If you want convincing that its a good place to row, then: the Ukrainian national team was in residence, OUWBC had been, the Italian national team had been around, and the Krauts had been here a month or so before us. However, all these people brought their own boats.

It was pretty quiet on the lake, with few other crews, other than the hard-as-nails Ukrainians steaming up and down. If there had been other crews, the wash from their launches might have been annoying.

Bad bits

Not much was bad. The only bit that grated was, unfortunately, important: the VIII had no speaker wiring. How on earth they thought that made any sense in this day and age I really don't know. It was a decent stiff Empacher shell, but not much looked after. So the cox got a loudhailer. The shoes look a bit ropey too but are actually OK; the fastenings really are hex nut not wingnuts, but you brought a rigger jigger didn't you?

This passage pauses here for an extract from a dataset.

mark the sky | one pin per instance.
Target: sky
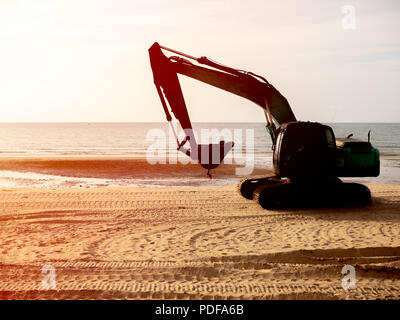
(87, 60)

Run (or cycle) along the beach and then follow the path up Monte Circeo. Super! See my GPS track for route details. Warnings: if you run along the beach its a fair way; and the track up the mountain is steep (it was on the way down the day after me that Brian put a hole in his leg). If you look at the pic, you'll see there's a somewhat lower sub-peak; there's also a path to that; somewhat less strenuous. Or, hire bicycles and visit the pretty San Felice Circeo and continue round to the sea. Or there's lots of proper cycling along lovely raods, but you might want to bring your own bike for that.

What about next time?

Would I go back, or go to Seville or somesuch? I don't know. It was a good place, marred only by the VIII needing some TLC around the edges. But it would be interesting to try a "city" experience, too. I'd be happy with either. Were you thinking of trailering your own boats, Sabaudia would be a long trek; you might prefer, say, Aiguebelette.